"Guest-worker measure awaits a new Congress"
From the SacBee:
...Bush is signaling renewed attention to immigration. That's heartening advocates of reform, dismaying skeptics and raising questions of both strategy and tactics...
With a filibuster-proof 63 senators already co-sponsors, the AgJobs bill could be poised to move. Supporters, many of them organized through the Agriculture Coalition for Immigration Reform, hope for Senate action by spring.
Sen. Dianne Feinstein, D-Calif., though not a co-sponsor, said Friday that she "could support such an effort if it is done properly and not in a way that would serve as a magnet for new illegal immigration."
But, although a companion House bill claims 126 supporters, opponents hold strong opinions and key positions, including chairmanships of the House immigration subcommittee.
"The next Senate and House will be, if anything, less receptive" to immigration reform, predicted Mark Krikorian, president of the Center for Immigration Studies. "If the president makes a big push on this, he's going to waste a lot of political capital on something he can't win..."
...Bush himself has thus far resisted the centerpiece of the AgJobs bill. This is the guarantee that an undocumented agricultural worker can get on track to secure legal status.

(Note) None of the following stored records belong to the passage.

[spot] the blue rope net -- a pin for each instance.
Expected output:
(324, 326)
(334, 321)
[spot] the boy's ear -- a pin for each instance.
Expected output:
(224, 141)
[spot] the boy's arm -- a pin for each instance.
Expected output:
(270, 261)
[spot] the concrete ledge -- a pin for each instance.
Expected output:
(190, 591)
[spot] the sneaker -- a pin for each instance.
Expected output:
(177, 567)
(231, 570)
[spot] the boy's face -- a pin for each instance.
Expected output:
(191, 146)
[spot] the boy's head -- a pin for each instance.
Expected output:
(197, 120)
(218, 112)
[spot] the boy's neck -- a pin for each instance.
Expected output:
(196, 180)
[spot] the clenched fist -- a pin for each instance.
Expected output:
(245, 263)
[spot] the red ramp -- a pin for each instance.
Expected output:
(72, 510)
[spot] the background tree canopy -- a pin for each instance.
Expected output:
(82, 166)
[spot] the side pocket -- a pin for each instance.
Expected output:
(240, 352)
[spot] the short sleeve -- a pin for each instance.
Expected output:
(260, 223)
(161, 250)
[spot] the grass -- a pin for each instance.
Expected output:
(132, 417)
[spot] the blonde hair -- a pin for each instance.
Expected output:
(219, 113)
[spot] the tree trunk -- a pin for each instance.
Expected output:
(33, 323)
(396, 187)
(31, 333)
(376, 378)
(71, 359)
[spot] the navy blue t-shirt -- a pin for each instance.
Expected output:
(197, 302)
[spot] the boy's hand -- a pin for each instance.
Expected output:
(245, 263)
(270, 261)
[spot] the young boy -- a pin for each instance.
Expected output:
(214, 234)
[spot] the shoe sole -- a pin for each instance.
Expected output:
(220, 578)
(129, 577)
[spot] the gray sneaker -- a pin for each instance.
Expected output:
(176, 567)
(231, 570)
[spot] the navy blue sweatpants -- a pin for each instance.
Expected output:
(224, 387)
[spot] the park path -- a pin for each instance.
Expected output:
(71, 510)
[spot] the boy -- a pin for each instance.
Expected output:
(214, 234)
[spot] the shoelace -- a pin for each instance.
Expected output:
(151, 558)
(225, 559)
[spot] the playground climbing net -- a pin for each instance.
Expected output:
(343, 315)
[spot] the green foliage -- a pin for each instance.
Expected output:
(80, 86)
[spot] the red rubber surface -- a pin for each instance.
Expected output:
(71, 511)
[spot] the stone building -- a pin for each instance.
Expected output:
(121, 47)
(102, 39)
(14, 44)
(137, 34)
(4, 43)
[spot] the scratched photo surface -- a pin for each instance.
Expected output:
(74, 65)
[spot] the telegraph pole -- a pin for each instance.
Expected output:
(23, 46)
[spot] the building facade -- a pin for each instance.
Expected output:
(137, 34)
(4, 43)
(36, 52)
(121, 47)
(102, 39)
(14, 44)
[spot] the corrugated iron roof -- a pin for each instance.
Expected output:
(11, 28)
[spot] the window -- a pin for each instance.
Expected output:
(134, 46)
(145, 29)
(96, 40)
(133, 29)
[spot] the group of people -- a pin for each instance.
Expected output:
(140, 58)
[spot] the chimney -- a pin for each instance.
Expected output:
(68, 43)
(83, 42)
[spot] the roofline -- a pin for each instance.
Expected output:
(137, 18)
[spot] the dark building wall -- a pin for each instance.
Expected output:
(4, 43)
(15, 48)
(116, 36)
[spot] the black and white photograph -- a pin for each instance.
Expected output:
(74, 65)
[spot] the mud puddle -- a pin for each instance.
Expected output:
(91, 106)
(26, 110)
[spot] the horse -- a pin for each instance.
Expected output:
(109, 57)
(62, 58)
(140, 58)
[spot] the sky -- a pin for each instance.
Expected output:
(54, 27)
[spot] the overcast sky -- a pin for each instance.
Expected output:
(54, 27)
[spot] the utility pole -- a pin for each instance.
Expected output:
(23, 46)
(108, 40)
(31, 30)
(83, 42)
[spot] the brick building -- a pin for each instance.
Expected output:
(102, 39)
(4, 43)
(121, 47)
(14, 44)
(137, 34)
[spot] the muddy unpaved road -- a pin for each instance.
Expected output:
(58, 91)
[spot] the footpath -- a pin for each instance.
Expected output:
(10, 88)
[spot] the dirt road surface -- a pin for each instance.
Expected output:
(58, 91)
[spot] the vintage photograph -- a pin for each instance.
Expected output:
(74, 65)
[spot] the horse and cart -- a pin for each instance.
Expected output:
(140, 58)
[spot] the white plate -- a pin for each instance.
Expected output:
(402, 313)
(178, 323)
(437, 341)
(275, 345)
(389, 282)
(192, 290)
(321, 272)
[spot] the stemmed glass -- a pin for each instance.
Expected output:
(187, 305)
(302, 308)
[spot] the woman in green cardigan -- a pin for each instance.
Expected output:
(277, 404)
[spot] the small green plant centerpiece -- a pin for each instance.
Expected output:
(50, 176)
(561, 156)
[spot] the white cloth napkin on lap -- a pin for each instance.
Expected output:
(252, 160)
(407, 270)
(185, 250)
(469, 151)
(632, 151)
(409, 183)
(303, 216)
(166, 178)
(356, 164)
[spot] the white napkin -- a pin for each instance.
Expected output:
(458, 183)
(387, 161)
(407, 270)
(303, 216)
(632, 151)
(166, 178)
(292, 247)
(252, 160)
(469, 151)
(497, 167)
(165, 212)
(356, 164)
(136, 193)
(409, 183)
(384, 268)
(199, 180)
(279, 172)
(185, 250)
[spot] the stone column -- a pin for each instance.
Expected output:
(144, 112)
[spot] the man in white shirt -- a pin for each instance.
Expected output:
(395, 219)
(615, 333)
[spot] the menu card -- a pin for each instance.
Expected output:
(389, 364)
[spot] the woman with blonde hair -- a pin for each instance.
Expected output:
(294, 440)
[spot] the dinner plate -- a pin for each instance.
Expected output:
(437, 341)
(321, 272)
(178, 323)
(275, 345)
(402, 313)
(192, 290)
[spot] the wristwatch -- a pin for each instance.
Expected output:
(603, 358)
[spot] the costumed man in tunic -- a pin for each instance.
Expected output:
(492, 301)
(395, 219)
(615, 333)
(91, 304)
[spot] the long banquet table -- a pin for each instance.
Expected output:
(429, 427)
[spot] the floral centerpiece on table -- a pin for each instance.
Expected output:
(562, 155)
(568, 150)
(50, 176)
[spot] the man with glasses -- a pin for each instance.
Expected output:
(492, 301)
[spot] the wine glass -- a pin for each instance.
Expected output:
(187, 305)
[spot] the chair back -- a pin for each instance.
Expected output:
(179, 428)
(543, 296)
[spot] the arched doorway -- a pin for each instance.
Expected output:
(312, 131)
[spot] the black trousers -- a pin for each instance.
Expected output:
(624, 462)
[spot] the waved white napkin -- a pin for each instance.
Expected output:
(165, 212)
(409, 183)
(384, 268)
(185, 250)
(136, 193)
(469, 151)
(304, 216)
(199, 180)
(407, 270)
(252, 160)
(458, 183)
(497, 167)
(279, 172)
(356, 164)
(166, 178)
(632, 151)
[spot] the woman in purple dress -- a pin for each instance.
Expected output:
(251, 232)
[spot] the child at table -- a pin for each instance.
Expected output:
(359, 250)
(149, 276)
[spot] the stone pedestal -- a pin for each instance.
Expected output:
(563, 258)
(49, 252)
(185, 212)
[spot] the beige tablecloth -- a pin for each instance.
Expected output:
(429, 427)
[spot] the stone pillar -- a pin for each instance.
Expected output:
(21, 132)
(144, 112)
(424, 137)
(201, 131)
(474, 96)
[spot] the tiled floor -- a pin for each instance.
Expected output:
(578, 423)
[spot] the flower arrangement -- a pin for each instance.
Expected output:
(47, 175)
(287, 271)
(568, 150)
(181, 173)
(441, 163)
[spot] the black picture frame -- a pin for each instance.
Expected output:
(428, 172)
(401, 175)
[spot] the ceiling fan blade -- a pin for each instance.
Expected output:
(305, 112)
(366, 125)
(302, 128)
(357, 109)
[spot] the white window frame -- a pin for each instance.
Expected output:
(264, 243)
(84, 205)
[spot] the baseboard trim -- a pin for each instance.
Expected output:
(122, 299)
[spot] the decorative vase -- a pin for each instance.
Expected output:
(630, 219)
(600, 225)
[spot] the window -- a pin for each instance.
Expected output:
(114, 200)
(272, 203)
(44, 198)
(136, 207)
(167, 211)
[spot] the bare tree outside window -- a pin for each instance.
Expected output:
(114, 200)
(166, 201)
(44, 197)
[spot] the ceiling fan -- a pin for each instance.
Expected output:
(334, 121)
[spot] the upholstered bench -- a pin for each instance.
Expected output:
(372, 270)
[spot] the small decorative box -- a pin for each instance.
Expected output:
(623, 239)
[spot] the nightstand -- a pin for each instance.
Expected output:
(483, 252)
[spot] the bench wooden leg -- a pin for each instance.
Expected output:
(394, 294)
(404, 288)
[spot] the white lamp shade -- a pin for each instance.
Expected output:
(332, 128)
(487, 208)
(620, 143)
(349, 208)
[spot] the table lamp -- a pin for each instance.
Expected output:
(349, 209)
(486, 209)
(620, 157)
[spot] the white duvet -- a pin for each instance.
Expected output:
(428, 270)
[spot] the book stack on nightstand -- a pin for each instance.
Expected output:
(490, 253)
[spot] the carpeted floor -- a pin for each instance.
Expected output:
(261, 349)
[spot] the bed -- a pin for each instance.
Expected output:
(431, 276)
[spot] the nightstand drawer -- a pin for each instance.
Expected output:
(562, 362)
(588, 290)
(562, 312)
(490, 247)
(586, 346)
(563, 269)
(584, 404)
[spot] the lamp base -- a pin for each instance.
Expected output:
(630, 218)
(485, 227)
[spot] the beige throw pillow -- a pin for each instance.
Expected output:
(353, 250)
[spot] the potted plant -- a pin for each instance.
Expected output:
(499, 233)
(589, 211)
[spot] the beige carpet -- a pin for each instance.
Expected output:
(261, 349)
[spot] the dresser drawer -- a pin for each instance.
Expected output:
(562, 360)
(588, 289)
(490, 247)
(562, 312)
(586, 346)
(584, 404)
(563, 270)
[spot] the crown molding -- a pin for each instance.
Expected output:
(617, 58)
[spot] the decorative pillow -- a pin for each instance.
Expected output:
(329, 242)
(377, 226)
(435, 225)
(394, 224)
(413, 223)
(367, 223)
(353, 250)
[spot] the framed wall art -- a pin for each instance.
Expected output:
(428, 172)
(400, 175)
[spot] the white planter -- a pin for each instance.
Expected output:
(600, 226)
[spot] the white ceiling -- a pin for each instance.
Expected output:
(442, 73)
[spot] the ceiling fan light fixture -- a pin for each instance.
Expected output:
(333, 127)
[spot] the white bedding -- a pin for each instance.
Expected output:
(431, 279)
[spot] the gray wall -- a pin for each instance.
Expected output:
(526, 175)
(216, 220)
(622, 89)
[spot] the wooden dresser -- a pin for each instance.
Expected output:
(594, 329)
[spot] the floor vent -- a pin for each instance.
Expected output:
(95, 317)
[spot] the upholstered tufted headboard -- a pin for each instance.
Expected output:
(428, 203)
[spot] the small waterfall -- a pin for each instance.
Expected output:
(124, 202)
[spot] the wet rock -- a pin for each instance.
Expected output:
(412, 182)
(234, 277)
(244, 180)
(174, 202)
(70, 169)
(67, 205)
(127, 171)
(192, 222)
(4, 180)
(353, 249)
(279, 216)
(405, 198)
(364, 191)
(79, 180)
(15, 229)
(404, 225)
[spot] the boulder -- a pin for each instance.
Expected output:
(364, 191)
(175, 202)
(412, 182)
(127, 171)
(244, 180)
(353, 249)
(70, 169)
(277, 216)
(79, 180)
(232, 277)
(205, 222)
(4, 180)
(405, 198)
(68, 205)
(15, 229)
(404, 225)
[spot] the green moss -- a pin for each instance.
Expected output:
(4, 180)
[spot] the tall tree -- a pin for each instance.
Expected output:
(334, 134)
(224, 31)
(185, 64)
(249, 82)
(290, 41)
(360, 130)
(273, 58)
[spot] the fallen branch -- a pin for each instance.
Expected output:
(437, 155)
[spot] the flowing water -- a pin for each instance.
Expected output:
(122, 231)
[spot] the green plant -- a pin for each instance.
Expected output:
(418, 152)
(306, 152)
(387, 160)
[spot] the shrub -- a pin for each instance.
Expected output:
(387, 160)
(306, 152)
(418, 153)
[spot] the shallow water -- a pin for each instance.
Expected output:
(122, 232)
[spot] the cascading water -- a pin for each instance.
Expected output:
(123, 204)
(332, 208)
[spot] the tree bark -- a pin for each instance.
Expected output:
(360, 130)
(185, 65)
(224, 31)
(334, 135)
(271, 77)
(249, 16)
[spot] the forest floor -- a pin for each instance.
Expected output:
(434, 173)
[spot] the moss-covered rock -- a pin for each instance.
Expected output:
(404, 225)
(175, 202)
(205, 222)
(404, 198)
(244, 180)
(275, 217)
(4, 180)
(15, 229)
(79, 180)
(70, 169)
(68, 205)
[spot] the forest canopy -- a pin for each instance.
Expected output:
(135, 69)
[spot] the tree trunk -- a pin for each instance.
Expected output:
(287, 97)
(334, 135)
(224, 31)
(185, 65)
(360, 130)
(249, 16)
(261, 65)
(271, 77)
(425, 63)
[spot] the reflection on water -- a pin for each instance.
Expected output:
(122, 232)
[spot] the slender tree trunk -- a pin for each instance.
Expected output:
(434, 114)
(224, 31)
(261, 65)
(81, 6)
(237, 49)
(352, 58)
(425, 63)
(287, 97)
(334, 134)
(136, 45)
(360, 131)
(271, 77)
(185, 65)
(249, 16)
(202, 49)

Bush's own concept is both more modest, providing only a temporary worker permit for illegal immigrants, and more sweeping, as it includes workers from outside of agriculture. It is also more vague, lacking specific legislative language...
Talk about burying the lede. As discussed here, Bush's plan could include "nurses, teachers, high-tech workers" and others. In other words, it would be one giant H1-B program that might cost millions of Americans their jobs or sharply reduce their pay.
The rest of the article discusses Bush's supposed gain in Hispanic support and Political Human Sacrifice. Regarding the former, see "Bush Didn't Win 44% of Hispanic Vote -The Smoking Exit Poll".